Jalan Gelap Nyawang, Bandung, Jawa Barat; Rp 10.000–15.000/porsi
Siang itu saya dari Bogor menuju ke Bandung. Sampai di Kota Kembang, saya segera menuju ke Cisitu Lama karena sudah berjanji bertemu Ustadz Uca dan Bung Oman, Kahim Himastrol ITB (Himpunan Mahasiswa Astrologi). Setelah bercakap-cakap, perut terasa lapar, wajar karena waktu itu sudah lewat jam makan siang dan perut belum diisi. Saya menawarkan ke teman-teman, apakah ingin makan soto betawi di Gelap Nyawang atau soto madura di Unisba, mereka memilih yang pertama.
Segera kami meluncur ke Gelap Nyawang. Bagi mahasiswa ITB, tentu pasti tahu dimana lokasi tempat makan yang sering disingkat “Ganyang” ini. Tetapi bagi Anda yang belum pernah kesini, ancer-ancer paling mudah adalah jalan Tamansari. Dari Tamansari Anda bisa naik angkot hijau Cicaheum-Ledeng ke arah Cicaheum atau angkot biru Sadang Serang-Caringin ke arah Caringin. Kalau sudah bertemu Kebun Binatang, berarti Anda sudah dekat, mintalah ke supir angkot untuk diturunkan di Gelap Nyawang. Dari situ Anda masih harus berjalan kira-kira 400 m. Ganyang adalah pujasera yang terdiri dari berbagai macam penjual makanan dan minuman. Lokasi Soto Betawi terletak hampir di paling ujung, kira-kira depan Bumi Medika Ganesha ITB, bersebelahan dengan Café Babeh. Karena ini tempat makan mahasiswa, tentu tempatnya tidak wah, tetapi masih bisa dibilang cukup rapi dan bersih.

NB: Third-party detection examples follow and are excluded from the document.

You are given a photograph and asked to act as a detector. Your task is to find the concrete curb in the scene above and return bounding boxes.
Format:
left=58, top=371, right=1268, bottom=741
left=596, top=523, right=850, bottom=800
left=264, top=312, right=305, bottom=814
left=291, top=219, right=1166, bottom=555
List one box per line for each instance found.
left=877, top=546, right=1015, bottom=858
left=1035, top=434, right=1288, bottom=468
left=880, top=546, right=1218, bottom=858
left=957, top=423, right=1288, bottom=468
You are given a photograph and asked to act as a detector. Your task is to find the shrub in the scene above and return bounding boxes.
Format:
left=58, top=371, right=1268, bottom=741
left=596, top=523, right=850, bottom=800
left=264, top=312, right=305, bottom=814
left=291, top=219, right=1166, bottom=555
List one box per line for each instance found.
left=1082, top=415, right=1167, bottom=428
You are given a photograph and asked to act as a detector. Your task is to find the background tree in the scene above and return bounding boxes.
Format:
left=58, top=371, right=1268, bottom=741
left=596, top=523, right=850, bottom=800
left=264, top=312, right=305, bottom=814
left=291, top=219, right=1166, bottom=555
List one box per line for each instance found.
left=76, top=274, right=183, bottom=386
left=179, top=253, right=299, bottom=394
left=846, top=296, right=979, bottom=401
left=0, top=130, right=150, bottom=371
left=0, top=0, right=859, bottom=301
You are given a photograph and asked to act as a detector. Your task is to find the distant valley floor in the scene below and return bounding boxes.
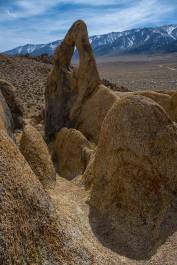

Waktu itu kami bertiga kompak memilih soto betawi daging dengan ekstra bawang daun, untuk minumnya kami memesan ke los penjual sebelah, es campur garut. Warung ini juga menjual soto semarang yang berkuah bening, tetapi kebanyakan pelanggan lebih memfavoritkan soto betawi. Setelah pesanan datang, segera kami menyantapnya, rasanya sedap, masih sama dengan cita rasanya dulu waktu saya masih jadi mahasiswa. Sebagaimana umumnya soto betawi, soto di warung ini berkuah santan tanpa adanya bumbu kunyit seperti di soto jawa. Kombinasi daging yang empuh dan gurihnya kuah santan membuat Uca dan Oman menambah satu mangkuk soto lagi. Berbeda dengan sop kaki yang juga bersantan, soto betawi disini masuk kategori yang “less flavour”. Artinya, bumbu yang digunakan kandungannya tidak banyak, dan santan yang digunakan juga santan encer, bukan santan kental. Mungkin hal ini untuk menyiasati mahasiswa ITB yang tidak semuanya suka soto bersantan kental dan berbumbu “berat”, dan tentu juga supaya harganya murah.
Setelah soto habis, kami menyantap es campur. Rasanya juga maknyus, lain kali es campur ini akan saya tulis dalam artikel tersendiri. Untuk pesanan tiga piring nasi, empat soto betawi daging, dan satu kerupuk emping, kami membayar Rp 52.000, tentu ini sangat murah. Sedangkan untuk tiga mangkuk es campur harganya Rp 15.000. Dengan kelezatan soto dan harganya yang murah, saya sangat merekomendasikan tempat ini kalau kapan-kapan Anda main ke sekitar ITB.